Prateek Jindal, Associate at Synergy Consulting, Inc., shares insights on Rethinking Procurement in Conventional Power Projects Amid Gas Turbine Supply Constraints.
Gas turbine supply is no longer a routine procurement item. With OEM backlogs stretching years ahead, access to manufacturing capacity has become a strategic constraint in conventional power projects.
Historically, while the off-takers defined performance requirements, they did not prescribe the turbine OEM. Each bidder/developer selected its preferred turbine OEM during the bid process before submitting the offer.
Manufacturing slot risk largely sat with the bidder. That allocation is now evolving.
Increasingly, off-takers are now identifying the OEM and entering into Manufacturing Slot Reservation Agreement directly with the OEM during the initial stages itself.
What Does a Slot Reservation Agreement Typically Do?
Based on recent market structures, these agreements:
- Reserve a defined manufacturing slot for specified turbine components
- Lock targeted ex-works delivery timelines
- Require payment of a non-refundable reservation fee
- Make the fee creditable against the final supply contract if executed
- Remain conditional upon signing the formal contract by a defined “Contract Date”
If the final contract is not executed by the agreed date (other than due to OEM default), the OEM retains the reservation fee.
Why Is This Structurally Important?
1. Demonstrates Commitment
The non-refundable reservation fee creates financial skin-in-the-game for the off-taker. It reduces the risk of speculative procurement and signals serious project intent to both bidders and lenders.

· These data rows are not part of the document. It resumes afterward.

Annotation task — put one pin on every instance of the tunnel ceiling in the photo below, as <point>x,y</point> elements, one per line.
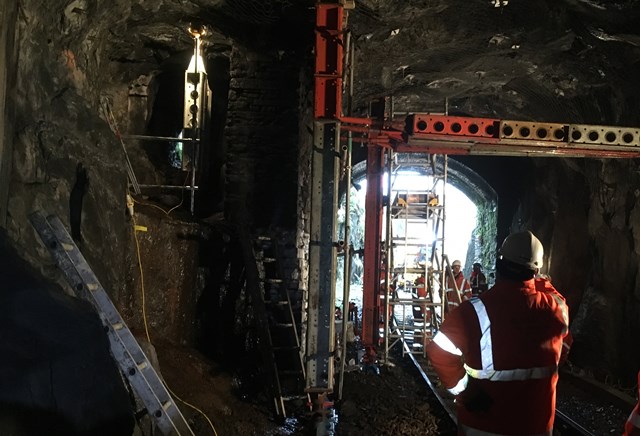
<point>564,61</point>
<point>561,60</point>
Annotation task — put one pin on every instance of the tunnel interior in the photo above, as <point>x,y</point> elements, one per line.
<point>565,61</point>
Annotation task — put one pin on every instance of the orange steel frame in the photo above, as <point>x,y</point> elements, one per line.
<point>436,134</point>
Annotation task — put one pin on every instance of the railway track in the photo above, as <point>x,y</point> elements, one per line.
<point>572,394</point>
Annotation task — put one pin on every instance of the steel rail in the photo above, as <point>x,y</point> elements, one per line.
<point>563,425</point>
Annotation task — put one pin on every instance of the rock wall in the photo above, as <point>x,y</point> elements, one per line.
<point>586,214</point>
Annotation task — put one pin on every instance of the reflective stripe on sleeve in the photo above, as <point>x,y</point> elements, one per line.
<point>512,374</point>
<point>486,354</point>
<point>461,386</point>
<point>486,351</point>
<point>564,309</point>
<point>445,343</point>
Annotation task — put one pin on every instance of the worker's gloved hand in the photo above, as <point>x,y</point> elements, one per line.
<point>475,399</point>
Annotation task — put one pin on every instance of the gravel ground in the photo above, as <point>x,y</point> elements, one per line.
<point>395,402</point>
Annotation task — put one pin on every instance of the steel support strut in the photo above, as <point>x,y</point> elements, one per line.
<point>372,249</point>
<point>324,192</point>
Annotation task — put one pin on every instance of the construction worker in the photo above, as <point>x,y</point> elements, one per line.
<point>477,280</point>
<point>632,427</point>
<point>499,352</point>
<point>459,285</point>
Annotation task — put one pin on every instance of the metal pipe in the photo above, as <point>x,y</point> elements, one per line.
<point>347,260</point>
<point>195,188</point>
<point>389,264</point>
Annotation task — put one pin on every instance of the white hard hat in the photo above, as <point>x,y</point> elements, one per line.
<point>523,248</point>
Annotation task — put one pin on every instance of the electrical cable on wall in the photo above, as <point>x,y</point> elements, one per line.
<point>137,228</point>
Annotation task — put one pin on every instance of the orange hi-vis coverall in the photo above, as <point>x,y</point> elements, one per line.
<point>499,354</point>
<point>632,427</point>
<point>464,290</point>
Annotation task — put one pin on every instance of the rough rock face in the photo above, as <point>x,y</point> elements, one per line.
<point>58,376</point>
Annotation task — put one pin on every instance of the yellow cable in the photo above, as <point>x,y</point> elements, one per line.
<point>174,207</point>
<point>146,328</point>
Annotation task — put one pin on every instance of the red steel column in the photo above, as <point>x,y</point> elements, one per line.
<point>372,253</point>
<point>329,49</point>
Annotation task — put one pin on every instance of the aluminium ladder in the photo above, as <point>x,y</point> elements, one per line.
<point>282,334</point>
<point>124,348</point>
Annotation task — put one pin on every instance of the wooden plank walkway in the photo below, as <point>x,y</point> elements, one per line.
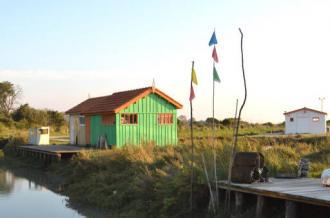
<point>49,152</point>
<point>305,190</point>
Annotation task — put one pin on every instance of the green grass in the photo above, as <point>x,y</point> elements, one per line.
<point>151,181</point>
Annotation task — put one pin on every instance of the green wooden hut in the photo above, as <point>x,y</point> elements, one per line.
<point>128,117</point>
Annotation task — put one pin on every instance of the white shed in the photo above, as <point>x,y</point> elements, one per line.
<point>305,120</point>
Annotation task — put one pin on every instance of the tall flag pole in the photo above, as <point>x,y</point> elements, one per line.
<point>213,41</point>
<point>191,97</point>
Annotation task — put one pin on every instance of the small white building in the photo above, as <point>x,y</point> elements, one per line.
<point>305,120</point>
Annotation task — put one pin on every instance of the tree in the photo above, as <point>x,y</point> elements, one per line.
<point>209,120</point>
<point>9,95</point>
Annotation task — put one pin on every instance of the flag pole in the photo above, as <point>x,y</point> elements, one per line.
<point>213,146</point>
<point>192,144</point>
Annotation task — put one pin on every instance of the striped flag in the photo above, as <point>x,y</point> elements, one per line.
<point>193,76</point>
<point>213,40</point>
<point>216,77</point>
<point>215,55</point>
<point>193,80</point>
<point>192,93</point>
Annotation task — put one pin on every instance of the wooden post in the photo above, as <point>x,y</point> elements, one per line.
<point>260,206</point>
<point>238,202</point>
<point>290,209</point>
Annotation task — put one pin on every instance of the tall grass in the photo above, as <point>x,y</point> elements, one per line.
<point>151,181</point>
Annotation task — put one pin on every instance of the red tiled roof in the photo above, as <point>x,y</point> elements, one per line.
<point>117,101</point>
<point>306,109</point>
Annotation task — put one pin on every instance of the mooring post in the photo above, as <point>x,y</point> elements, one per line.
<point>238,202</point>
<point>290,209</point>
<point>260,206</point>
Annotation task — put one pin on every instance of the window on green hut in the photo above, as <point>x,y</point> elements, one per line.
<point>129,119</point>
<point>108,119</point>
<point>165,118</point>
<point>82,120</point>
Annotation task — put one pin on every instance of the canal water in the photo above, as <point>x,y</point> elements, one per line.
<point>21,197</point>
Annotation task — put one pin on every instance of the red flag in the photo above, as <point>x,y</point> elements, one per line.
<point>215,55</point>
<point>192,93</point>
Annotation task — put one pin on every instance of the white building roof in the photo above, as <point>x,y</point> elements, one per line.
<point>305,109</point>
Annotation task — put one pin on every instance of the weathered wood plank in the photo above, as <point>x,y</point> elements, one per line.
<point>304,190</point>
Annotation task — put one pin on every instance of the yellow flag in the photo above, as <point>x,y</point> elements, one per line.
<point>194,77</point>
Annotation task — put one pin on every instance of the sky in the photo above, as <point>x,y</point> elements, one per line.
<point>60,52</point>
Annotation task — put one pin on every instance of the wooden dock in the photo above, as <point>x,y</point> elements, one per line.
<point>303,191</point>
<point>49,152</point>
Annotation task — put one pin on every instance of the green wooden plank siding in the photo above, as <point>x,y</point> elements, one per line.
<point>97,129</point>
<point>147,128</point>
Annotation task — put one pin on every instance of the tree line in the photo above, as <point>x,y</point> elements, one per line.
<point>23,115</point>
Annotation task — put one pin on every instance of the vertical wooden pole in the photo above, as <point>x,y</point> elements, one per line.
<point>260,206</point>
<point>290,209</point>
<point>238,202</point>
<point>209,184</point>
<point>192,145</point>
<point>214,151</point>
<point>239,116</point>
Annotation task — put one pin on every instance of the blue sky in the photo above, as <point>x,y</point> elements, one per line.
<point>60,52</point>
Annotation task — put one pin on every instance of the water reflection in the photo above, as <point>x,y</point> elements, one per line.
<point>26,193</point>
<point>6,183</point>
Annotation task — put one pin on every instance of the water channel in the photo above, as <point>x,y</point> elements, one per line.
<point>23,194</point>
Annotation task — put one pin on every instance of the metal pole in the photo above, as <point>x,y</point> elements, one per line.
<point>214,151</point>
<point>192,147</point>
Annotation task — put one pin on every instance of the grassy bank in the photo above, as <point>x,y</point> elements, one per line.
<point>150,181</point>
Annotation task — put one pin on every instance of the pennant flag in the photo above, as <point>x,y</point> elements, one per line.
<point>213,40</point>
<point>192,93</point>
<point>215,55</point>
<point>193,76</point>
<point>216,77</point>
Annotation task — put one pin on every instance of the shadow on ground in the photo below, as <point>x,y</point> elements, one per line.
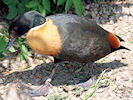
<point>63,76</point>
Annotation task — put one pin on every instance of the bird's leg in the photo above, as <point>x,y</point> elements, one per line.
<point>91,81</point>
<point>44,89</point>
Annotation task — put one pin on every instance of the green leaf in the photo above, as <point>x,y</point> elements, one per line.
<point>68,5</point>
<point>12,12</point>
<point>20,9</point>
<point>42,10</point>
<point>32,4</point>
<point>24,53</point>
<point>78,6</point>
<point>60,2</point>
<point>24,2</point>
<point>46,4</point>
<point>11,2</point>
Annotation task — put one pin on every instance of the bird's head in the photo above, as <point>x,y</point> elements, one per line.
<point>22,24</point>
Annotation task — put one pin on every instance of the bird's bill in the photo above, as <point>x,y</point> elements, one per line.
<point>10,43</point>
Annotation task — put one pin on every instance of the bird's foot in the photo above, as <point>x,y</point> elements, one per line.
<point>88,83</point>
<point>42,90</point>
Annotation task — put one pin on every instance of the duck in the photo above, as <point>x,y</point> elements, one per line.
<point>66,37</point>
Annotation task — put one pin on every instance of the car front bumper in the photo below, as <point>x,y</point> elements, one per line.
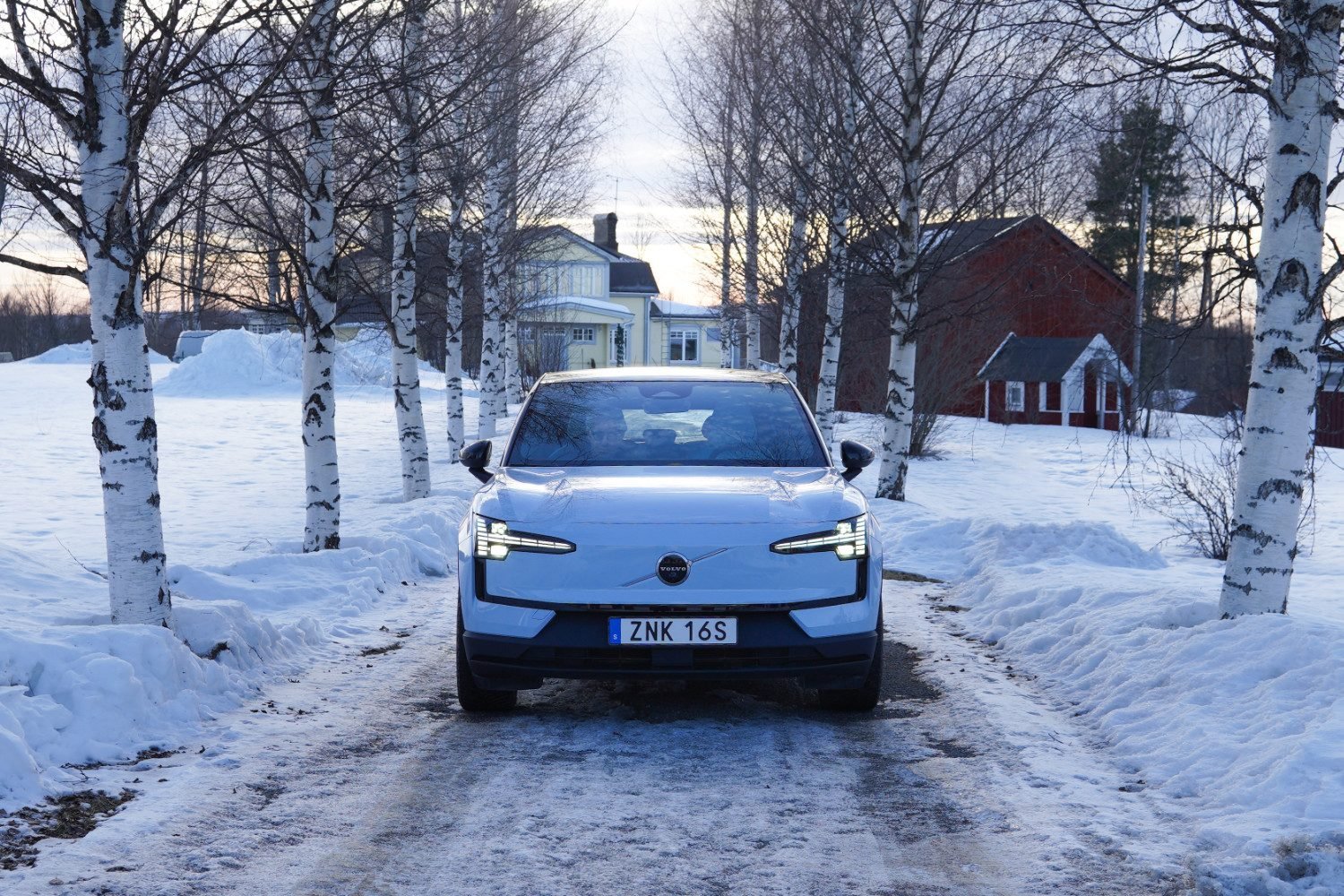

2. Preserves Competitive Integrity
Because the OEM does not grant exclusivity to a specific bidder, competition remains intact. Bidders negotiate commercial terms directly with the pre-identified OEM, but turbine access is not distorted in favor of one participant.
3. Strengthens Procurement and Execution Certainty
From a project execution perspective, this model addresses two practical risks:
Supply chain risk: In earlier structures, even after bid submission, bidders faced residual risk that OEM delivery schedules could shift due to slot unavailability or backlog reprioritization, potentially impacting EPC timelines and financial close.
Under the new structure, targeted delivery dates are contractually reserved upfront. This significantly reduces post-bid delivery uncertainty and strengthens execution visibility for sponsors and lenders.
Technology and performance discipline: Where the off-taker defines the OEM upfront, bidders compete within a standardized technology framework, ensuring that the long-term reliability, performance guarantees and operational stability remain central to the project structure.
The Broader Implication
As supply chain constraints persist, early industrial capacity reservation may increasingly define which projects move forward and which remain on paper.